29 Radiation and Pregnancy What is of concern is radiation exposure to the uterus. The overlying maternal tissue reduces the fetal exposure by a factor of two for X-rays and Technetium-99m The risk of radiation induced cancer is of the order of 1 in 17,000,000 for 20 minutes exposure to a Nuclear Medicine patient 1 metre). The spontaneous risk of childhood cancer is of the order of 1 in 650. The risk of heritable disease, after foetal exposure of the same nature is of the order of 1 in 200,000,000. The spontaneous risk of heritable disease is of the order of 1 to 6 in a 100.
30 Theraputic use of Radiopharmaceuticals. Special precautions are required when patients are administered radiopharmaceuticals for therapeutic purposes. [ For example Radioactive Iodine is used to treat thyroid cancer.] Rigorous risk estimates are performed to identify the hazards involved in the procedures. In general the radiation levels are higher than those used for imaging. For a certain period after the treatment phlebotomy would only be performed in an emergency and only under the supervision of a medical physicist.
31 Legislative Provisions. Statutory Instrument 125 of Radiation protection of workers and members of the public. Statutory Instrument 478 of Radiation protection of patients.

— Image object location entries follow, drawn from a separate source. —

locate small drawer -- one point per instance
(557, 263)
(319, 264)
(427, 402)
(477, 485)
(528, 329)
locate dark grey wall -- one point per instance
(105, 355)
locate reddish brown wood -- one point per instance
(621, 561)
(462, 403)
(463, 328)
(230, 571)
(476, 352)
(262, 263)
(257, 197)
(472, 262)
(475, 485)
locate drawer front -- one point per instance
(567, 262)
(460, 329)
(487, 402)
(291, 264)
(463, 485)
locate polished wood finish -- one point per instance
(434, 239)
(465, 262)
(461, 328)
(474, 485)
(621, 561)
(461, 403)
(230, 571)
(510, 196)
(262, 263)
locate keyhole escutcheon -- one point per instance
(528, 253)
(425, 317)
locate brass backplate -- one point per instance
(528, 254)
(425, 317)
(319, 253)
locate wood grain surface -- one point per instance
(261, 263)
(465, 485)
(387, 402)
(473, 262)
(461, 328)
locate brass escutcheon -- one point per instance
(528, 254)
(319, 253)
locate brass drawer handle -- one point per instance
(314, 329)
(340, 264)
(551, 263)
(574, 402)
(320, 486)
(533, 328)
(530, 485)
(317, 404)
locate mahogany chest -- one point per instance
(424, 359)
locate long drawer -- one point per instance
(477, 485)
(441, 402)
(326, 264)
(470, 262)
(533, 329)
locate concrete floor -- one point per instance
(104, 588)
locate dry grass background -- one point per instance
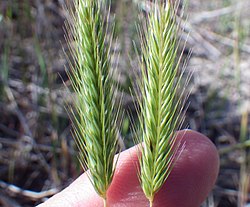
(37, 152)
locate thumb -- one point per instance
(188, 185)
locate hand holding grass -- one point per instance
(190, 181)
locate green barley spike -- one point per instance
(94, 116)
(161, 100)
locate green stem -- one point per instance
(105, 202)
(151, 203)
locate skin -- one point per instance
(188, 185)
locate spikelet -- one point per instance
(162, 99)
(94, 115)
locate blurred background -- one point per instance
(38, 156)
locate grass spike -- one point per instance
(94, 116)
(162, 99)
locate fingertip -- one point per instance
(194, 174)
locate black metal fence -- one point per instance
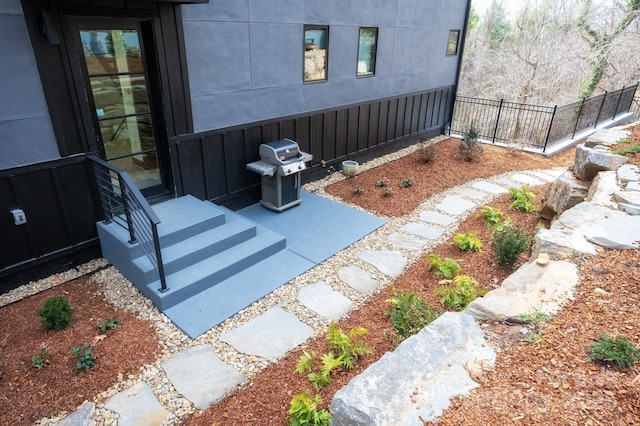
(534, 126)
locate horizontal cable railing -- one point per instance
(123, 204)
(537, 126)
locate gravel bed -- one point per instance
(119, 291)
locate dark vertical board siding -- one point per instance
(288, 129)
(392, 118)
(342, 124)
(374, 116)
(235, 161)
(329, 136)
(302, 134)
(383, 122)
(192, 173)
(424, 98)
(402, 102)
(315, 137)
(352, 135)
(363, 127)
(213, 157)
(270, 133)
(415, 116)
(432, 100)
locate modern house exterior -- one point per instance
(181, 93)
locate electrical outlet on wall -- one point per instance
(18, 216)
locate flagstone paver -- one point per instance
(137, 406)
(426, 231)
(271, 335)
(437, 218)
(455, 205)
(324, 301)
(388, 262)
(492, 188)
(359, 279)
(200, 376)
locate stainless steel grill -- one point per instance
(279, 167)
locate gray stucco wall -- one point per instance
(245, 56)
(26, 133)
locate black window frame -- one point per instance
(457, 43)
(304, 51)
(375, 53)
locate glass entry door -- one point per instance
(123, 112)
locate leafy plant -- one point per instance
(304, 411)
(85, 354)
(613, 349)
(109, 324)
(522, 199)
(468, 242)
(409, 313)
(42, 360)
(382, 182)
(56, 313)
(406, 182)
(446, 268)
(509, 243)
(491, 215)
(462, 291)
(344, 350)
(428, 152)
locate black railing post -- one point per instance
(604, 98)
(575, 127)
(546, 141)
(127, 212)
(495, 129)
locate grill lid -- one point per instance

32 SI 125 of 2000 Protection of Workers and Members of the Public Equipment and practices must be licensed by the Radiological Protection Institute of Ireland (RPII). The Licence requires that a Radiation Safety Committee be appointed in the hospital and it must meet at least twice a year. A Radiation Protection Adviser must be appointed. Equipment must be subject to quality control programmes. A comprehensive risk assessment must be performed prior to any new practices Radiation Safety Procedures must be in place for existing practices. Workers must be given information on the risks involved in the practices.

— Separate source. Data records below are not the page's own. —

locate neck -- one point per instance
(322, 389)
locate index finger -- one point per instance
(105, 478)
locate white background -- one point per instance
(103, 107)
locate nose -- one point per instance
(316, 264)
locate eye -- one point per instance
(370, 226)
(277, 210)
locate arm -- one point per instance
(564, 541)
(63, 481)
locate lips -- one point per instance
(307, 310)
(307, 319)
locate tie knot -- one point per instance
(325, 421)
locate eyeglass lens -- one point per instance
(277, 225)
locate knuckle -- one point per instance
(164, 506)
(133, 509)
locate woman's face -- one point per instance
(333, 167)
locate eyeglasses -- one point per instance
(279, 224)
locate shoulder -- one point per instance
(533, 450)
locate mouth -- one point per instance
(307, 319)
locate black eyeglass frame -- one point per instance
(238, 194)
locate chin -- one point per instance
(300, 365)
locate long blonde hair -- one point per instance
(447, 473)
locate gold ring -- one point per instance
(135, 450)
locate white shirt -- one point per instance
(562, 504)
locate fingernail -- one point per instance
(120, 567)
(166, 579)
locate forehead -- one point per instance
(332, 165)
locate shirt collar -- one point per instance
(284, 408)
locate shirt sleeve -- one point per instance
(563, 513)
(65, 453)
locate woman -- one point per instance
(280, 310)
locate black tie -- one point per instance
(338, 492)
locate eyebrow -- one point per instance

33 Radiation Safety Procedures relevant to Phlebotomy. The Radiographer should always alert personnel in the vicinity that an X-ray exposure is about to performed on the ward. Nuclear Medicine patients should be identifyable while they are emitting radiation. The active period usually ends on the morning after the imaging injection. On the day of an imaging procedure phlebotomy should be performed before the imaging injection. On the day of imaging treat all body fluids as potential sources of contamination. If, in the case of an emergency, phlebotomy has to be performed while the patient is active use strict infection control procedures and restrict the time spent in close contact with the patient. If in doubt contact staff in Nuclear Medicine for clarification on any concerns in regard to radiation.

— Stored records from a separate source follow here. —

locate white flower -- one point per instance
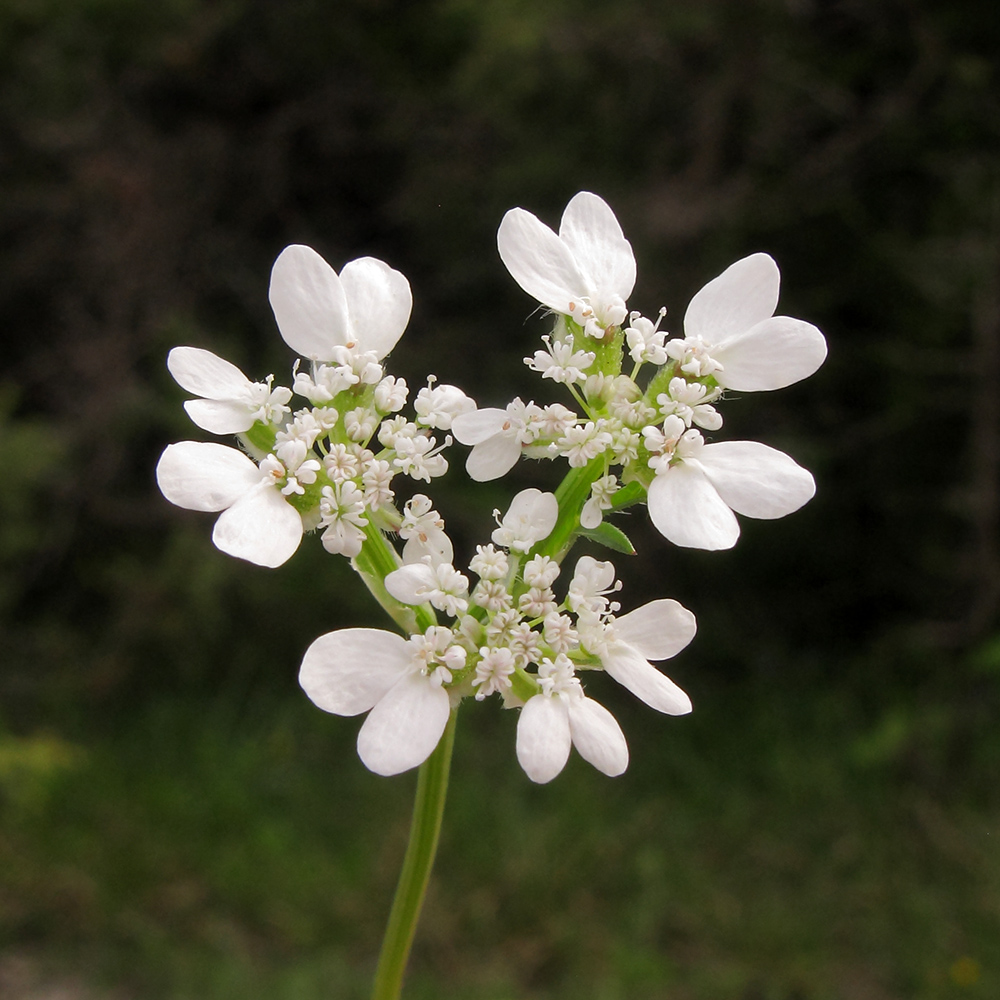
(342, 516)
(586, 272)
(732, 322)
(493, 671)
(584, 442)
(560, 362)
(489, 563)
(645, 339)
(438, 405)
(390, 394)
(423, 530)
(691, 402)
(230, 403)
(497, 437)
(561, 716)
(601, 492)
(592, 580)
(399, 682)
(691, 502)
(440, 584)
(257, 523)
(365, 308)
(377, 482)
(655, 631)
(531, 517)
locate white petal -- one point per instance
(206, 374)
(201, 475)
(261, 527)
(657, 630)
(493, 458)
(405, 583)
(591, 515)
(379, 301)
(687, 509)
(756, 480)
(600, 249)
(540, 510)
(309, 303)
(770, 355)
(543, 738)
(220, 416)
(742, 296)
(637, 674)
(405, 726)
(478, 426)
(346, 672)
(541, 263)
(597, 736)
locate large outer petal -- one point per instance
(657, 630)
(493, 458)
(597, 736)
(261, 527)
(202, 475)
(543, 737)
(745, 294)
(687, 509)
(346, 672)
(756, 480)
(379, 301)
(634, 672)
(770, 355)
(479, 425)
(309, 303)
(405, 726)
(206, 374)
(220, 416)
(539, 261)
(600, 249)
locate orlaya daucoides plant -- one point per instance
(632, 424)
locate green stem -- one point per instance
(428, 809)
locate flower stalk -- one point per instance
(425, 830)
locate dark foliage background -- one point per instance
(155, 158)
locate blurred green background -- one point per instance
(179, 822)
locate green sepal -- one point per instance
(611, 537)
(522, 685)
(631, 493)
(260, 437)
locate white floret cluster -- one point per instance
(652, 434)
(522, 631)
(328, 466)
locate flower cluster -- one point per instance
(653, 435)
(525, 631)
(328, 466)
(510, 636)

34 Radiation Protection Structure in Licensed Facilities. The CEO has ultimate responsibility for radiation protection in the hospital. The responsibility for radiation protection in each department resides with the Head of Department. The Radiation Protection Adviser (RPA) gives advice on radiation protection matters to the CEO through the Radiation Safety Committee. The RPA also advises Heads of Departments on best practice and legislative requirements in relation to radiation protection. Operational matters in relation to radiation protection are usually handled by Radiation Safety Officers (RSO).
35 Conclusion Human beings have been exposed to naturally occurring radiation since life began. The bodies repair mechanisms are sufficiently robust to ensure that there are no long-term effects from moderate amounts of exposure Since their discovery X-rays ( 1895) and radioactivity ( 1896) have had a major impact on medical practice. Medical practice does result in some radiation exposure to workers. Exposure to workers should be kept as low as reasonably achievable. Strict adherence to radiation safety procedures should ensure that the risk is from radiation is negligible.